WHAT do you dread most about the enforced companionship on trains? Is it crying babies, mobile-phone shouters, football fans or drunks? Prepare for a new horror. First Great Western has agreed to Hewlett Packard putting "brand ambassadors" on its trains to demonstrate their latest tablet computers to passengers. If a smiley-faced person with a tablet enters your carriage, I can only advise you to put on a football scarf, surround yourself with empty lager cans and start shouting into your mobile.

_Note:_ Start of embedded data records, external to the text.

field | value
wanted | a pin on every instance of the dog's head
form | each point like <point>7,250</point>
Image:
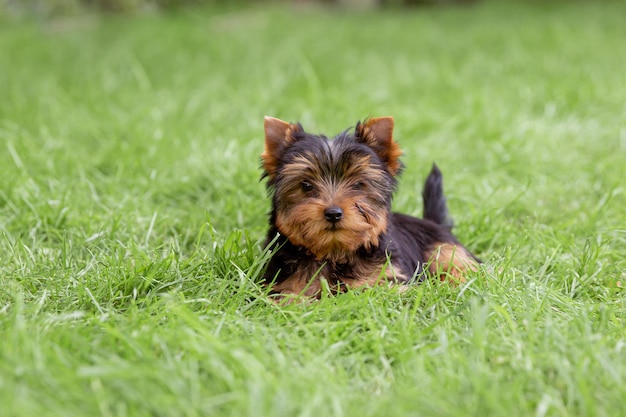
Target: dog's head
<point>331,197</point>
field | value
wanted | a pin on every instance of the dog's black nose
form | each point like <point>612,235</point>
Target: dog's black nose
<point>333,214</point>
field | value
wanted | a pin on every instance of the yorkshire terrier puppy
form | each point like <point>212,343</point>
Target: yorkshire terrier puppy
<point>331,220</point>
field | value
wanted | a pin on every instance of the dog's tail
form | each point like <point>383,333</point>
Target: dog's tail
<point>435,207</point>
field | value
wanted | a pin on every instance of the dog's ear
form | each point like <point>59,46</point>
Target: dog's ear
<point>278,135</point>
<point>377,133</point>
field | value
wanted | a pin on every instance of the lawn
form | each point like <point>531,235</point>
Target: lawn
<point>132,215</point>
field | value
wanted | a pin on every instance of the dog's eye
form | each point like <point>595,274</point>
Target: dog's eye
<point>306,186</point>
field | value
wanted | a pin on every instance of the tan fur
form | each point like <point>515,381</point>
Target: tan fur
<point>450,262</point>
<point>378,134</point>
<point>277,135</point>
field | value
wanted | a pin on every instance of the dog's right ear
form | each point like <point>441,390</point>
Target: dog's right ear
<point>278,135</point>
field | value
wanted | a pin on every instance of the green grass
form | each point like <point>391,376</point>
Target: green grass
<point>131,212</point>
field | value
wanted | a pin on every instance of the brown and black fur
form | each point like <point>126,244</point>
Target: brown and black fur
<point>331,218</point>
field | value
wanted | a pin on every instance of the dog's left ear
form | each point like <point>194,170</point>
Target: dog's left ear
<point>377,133</point>
<point>278,135</point>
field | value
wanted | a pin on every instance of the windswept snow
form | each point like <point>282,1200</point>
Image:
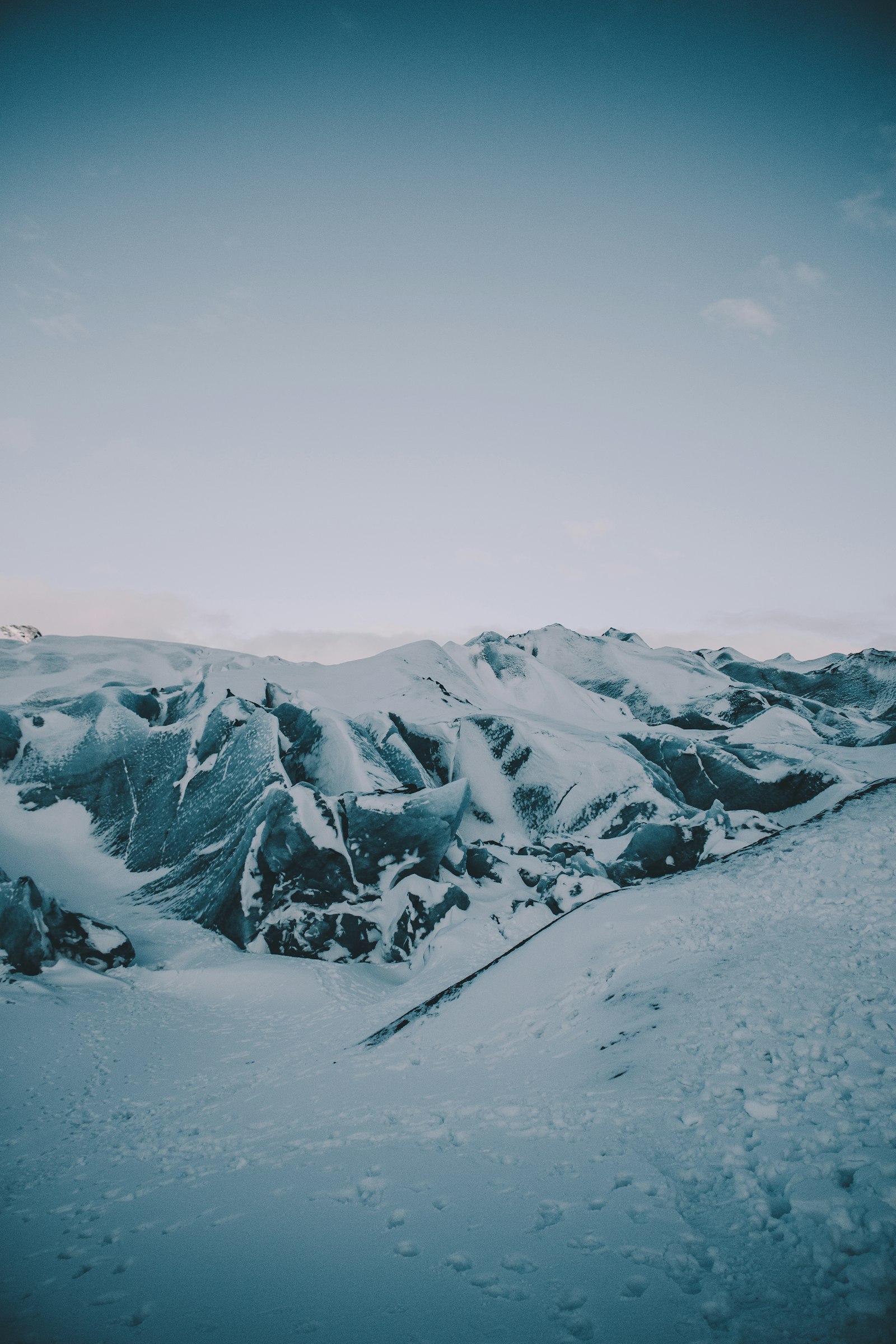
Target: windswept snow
<point>668,1116</point>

AFTER my item on smart meters a few days ago, a lady tells me she had one installed, along with a new "state-of-the-art" (i.e. rubbish) boiler. She's not sure which she hates the most, the boiler or the meter. She says: "I've only plugged the smart meter in twice. I don't need a soppy little screen to tell me how to save money and look after the planet. What was wrong with the old meter, with numbers I could read and understand?"

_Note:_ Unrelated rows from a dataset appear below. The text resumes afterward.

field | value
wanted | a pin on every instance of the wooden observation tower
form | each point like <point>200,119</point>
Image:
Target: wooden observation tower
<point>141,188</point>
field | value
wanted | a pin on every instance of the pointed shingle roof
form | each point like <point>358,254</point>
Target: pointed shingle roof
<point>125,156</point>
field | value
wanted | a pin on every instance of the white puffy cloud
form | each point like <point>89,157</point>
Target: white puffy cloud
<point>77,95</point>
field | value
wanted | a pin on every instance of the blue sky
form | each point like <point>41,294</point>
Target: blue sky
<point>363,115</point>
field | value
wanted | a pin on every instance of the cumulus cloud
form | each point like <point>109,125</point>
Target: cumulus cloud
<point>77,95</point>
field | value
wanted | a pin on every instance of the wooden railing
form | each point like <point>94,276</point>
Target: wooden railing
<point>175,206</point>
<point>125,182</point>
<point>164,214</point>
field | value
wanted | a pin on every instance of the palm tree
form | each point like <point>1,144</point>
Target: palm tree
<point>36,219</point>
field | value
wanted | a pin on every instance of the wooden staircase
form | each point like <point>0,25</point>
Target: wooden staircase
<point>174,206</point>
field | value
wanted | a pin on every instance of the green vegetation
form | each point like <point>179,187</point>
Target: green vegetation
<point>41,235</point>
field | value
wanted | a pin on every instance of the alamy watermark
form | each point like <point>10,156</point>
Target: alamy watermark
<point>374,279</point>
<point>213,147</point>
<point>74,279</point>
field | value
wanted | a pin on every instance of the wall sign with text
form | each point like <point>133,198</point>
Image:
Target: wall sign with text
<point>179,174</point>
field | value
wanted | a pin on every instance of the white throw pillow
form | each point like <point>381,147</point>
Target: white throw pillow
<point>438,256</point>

ANOTHER pointless leap forward for technology appears in a Christmas gift catalogue. It's an electronic key tag and fob designed for people who keep losing their keys. Simply fasten the tag to your keyring. If you lose the keys just press the electronic fob and it triggers an alarm on the tag. Brilliant – until you lose the fob.

MEMBERS of a works syndicate in Bedford thought they had won £159,709 each on the National Lottery. Instead, owing to a miscalculation by Camelot, the jackpot worked out at £124,621 each. One member declares: "It has taken away the whole excitement of winning." Yeah. Getting £124,621 must be a real bummer.

FOUR hundred years after it was written, Shakespeare's gore-fest Titus Andronicus, with its storyline of mutilation and cannibalism, still has the power to turn the stomach. The current Royal Shakespeare Company production claimed a couple of victims in a single performance a few days ago. One member of the audience fainted, another projectile-vomited in the stairwell. What a great play.